Nil Nehri'nin tam kaynağı tartışmalıdır. Nil’in iki ana kolu, Beyaz Nil ve Mavi Nil'dir. Etiyopya'daki Tana Gölü'nden kaynaklanan Mavi Nil, Nil'e akacak tortu ve suyun çoğunu içerirken, Beyaz Nil, Nil Nehri'nin en iyi akıntısı ve atik suları olarak kabul edilir. Nil, Etiyopya'nın dağlık bölgelerinde bulunan Atbara nehrinden de beslenir.
Uzmanlar, Nil Nehri'nin asıl kaynağının Burundi'deki Ruvyironza Nehri veya Ruanda'daki Nyabarongo Nehri olduğuna inanıyor. Her iki nehir de kendisi, Afrika'nın en büyük gölü olan ve en çok da Nil Nehri'nin başlangıç noktası olan Victoria Gölü için en uzun besleyici nehir olan Kagera Nehri için besleyici nehirlerdir. Nil’in kaynağı bilinmediğinden, Nil’in kaynağından Akdeniz’in sonuna kadar olan uzunluğu tam olarak belirlenemiyor.
Yunan Neilos'un Nil adının kökeni olduğu düşünülmektedir. Neilos'un kendisinin “nehir vadisi” anlamına gelen Semitik nahal'den geldiği düşünülmektedir. Ancak, Nil Nehri her zaman şimdiki adıyla çağrılmamıştır. Yılın en sıcak günlerinde nehrin sular altında kalmasından rahatsız olan eski Mısırlılar, nehri renklendiren siyah silite atıfta bulunan "Siyah" anlamına gelen "Kara" anlamına gelen hem nehir hem de Ar veya Aur anlamına gelir sular altındayken su.
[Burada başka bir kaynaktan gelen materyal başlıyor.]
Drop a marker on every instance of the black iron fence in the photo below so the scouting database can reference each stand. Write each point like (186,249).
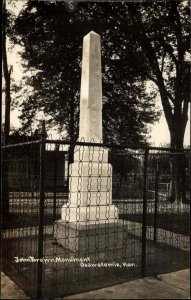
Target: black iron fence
(55,243)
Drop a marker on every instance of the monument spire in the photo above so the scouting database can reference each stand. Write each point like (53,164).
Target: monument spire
(91,90)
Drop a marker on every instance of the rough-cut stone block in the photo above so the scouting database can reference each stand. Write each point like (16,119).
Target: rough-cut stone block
(81,168)
(90,214)
(90,198)
(89,154)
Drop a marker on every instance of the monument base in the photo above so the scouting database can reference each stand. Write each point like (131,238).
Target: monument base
(89,238)
(89,214)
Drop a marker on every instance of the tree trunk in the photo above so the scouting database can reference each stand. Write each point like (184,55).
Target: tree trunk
(7,78)
(177,191)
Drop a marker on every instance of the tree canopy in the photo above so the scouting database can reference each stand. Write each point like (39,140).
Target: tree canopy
(52,39)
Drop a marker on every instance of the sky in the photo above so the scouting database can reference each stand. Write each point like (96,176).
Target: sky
(159,133)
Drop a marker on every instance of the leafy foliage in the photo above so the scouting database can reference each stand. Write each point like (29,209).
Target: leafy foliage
(52,39)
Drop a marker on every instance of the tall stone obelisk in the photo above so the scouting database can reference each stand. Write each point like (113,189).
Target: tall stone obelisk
(90,175)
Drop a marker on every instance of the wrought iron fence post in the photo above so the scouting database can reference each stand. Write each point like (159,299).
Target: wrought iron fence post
(156,200)
(144,216)
(41,211)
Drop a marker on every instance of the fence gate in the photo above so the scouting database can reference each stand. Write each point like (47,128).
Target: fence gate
(166,237)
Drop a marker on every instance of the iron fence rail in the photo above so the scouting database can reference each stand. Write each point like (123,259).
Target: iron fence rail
(151,233)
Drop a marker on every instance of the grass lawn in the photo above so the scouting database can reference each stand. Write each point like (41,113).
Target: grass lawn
(177,223)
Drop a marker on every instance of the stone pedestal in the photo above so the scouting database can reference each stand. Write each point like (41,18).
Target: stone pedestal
(90,176)
(90,185)
(88,238)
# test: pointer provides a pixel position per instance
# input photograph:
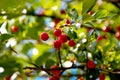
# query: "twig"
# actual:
(49, 69)
(59, 57)
(13, 50)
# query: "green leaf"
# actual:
(73, 14)
(87, 17)
(5, 37)
(41, 59)
(101, 14)
(27, 47)
(70, 32)
(88, 5)
(49, 62)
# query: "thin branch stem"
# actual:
(59, 57)
(49, 69)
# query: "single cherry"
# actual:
(71, 43)
(57, 44)
(68, 22)
(106, 29)
(90, 64)
(81, 78)
(102, 76)
(118, 28)
(14, 29)
(99, 38)
(55, 72)
(117, 35)
(90, 13)
(56, 21)
(63, 11)
(44, 36)
(54, 78)
(7, 78)
(57, 32)
(63, 38)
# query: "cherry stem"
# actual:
(59, 57)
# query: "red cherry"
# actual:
(68, 21)
(90, 64)
(106, 29)
(90, 13)
(7, 78)
(99, 38)
(14, 29)
(89, 29)
(117, 35)
(81, 78)
(54, 78)
(63, 38)
(63, 11)
(118, 28)
(44, 36)
(102, 76)
(71, 43)
(56, 21)
(57, 32)
(55, 72)
(57, 44)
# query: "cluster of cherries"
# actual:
(92, 65)
(61, 38)
(107, 29)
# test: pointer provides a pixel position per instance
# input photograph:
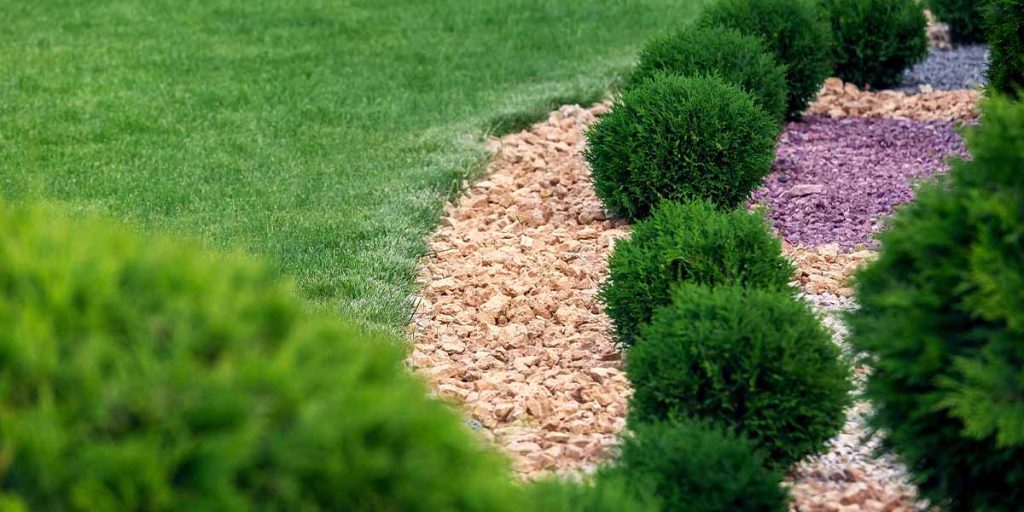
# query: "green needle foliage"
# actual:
(694, 467)
(964, 16)
(1005, 27)
(797, 32)
(688, 243)
(941, 317)
(736, 58)
(680, 138)
(142, 375)
(753, 360)
(877, 40)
Eski Mısırlıları şaşırtan aynı kara silika, mahsullerinin nehrin yanında büyümesini kolaylaştırdı. Sel suları her yıl azaldıktan sonra, nehirleri boyunca kalın bir tortu tabakası bırakılarak tarımı sürdürebilecek bir alan oluşturuldu. Eski Mısırlılar takvimlerini Nil'in su baskınları döngüsü boyunca üç mevsim yaptı: Akhet, Peret ve Shemu. Haziran ayından eylül ayına kadar süren ilki sel mevsimi oldu. İkincisi, Ekim ve Şubat ayları arasında bitki ekme zamanıydı. Mart ve Mayıs ayları arasındaki son sezon, önceki sezonda ektikleri bitkileri hasat zamanıydı. Eski Mısırlılar Nil nehrinde yaşadıkları dönemde yeni tarım yöntemlerine öncülük etmişler ve pullukların ilk versiyonlarından birini yaratmışlardı. Halen 1970 yılında inşa edilen Aswan Barajı, Nil’in sularını düzenliyor ve taşkınları önlüyor.
Nil Nehri'ni çevreleyen birçok efsane var. Eski Mısırlılar için Nil, “Hayatın Babası” ve “Tüm İnsanların Annesi” de dahil olmak üzere birçok farklı adla biliniyordu. Nehirlere, yağmursuz Mısır'ın ortasında su ve bitki kaynağı olduğu için nehre büyük önem verdiler. . Bu, çok sayıda tanrı ve tanrıçayı Nil ile ilişkilendirmelerini sağladı. Bolluğu ve hayatı getiren tanrı Hapi, nehre bağlı olarak görülüyordu. Ek olarak, su tanrısı Khnum, sel suları her yıl azaldığında ne kadar miktarda çökeltiyi kontrol ettiğini gösteren bir kuvvet olarak görülüyordu.
Şu anda, Nil nehri kaplumbağalar, kaplumbağalar, öküz kuşları, kurbağalar, babunlar ve yüzlerce çeşit yabani kuş türünü içeren çeşitli vahşi yaşam koleksiyonuna ev sahipliği yapmaktadır. Bu hayvanlar tehlikeli Nil timsahı ile birlikte Nil Deltası'nda yaşarlar. Sonbaharda Nil Deltası, Mısır nilüfer ve Papirüs Sazlığı dahil olmak üzere çeşitli çiçek ve bitkilere de ev sahipliği yapıyor.
Nil Deltası, Nil Nehri'nin sonunu işaretler. Delta, nehrin Akdeniz ile birleştiği Kuzey Mısır'da bulunmaktadır. Bu alanda, Nil Nehri'ne taşınan tortu, 150 milden fazla sahil şeridine yayılan ve kuzeyden güneye 99 mil uzaklıktaki bir alana yayılan ve biriken bir alana yayılır.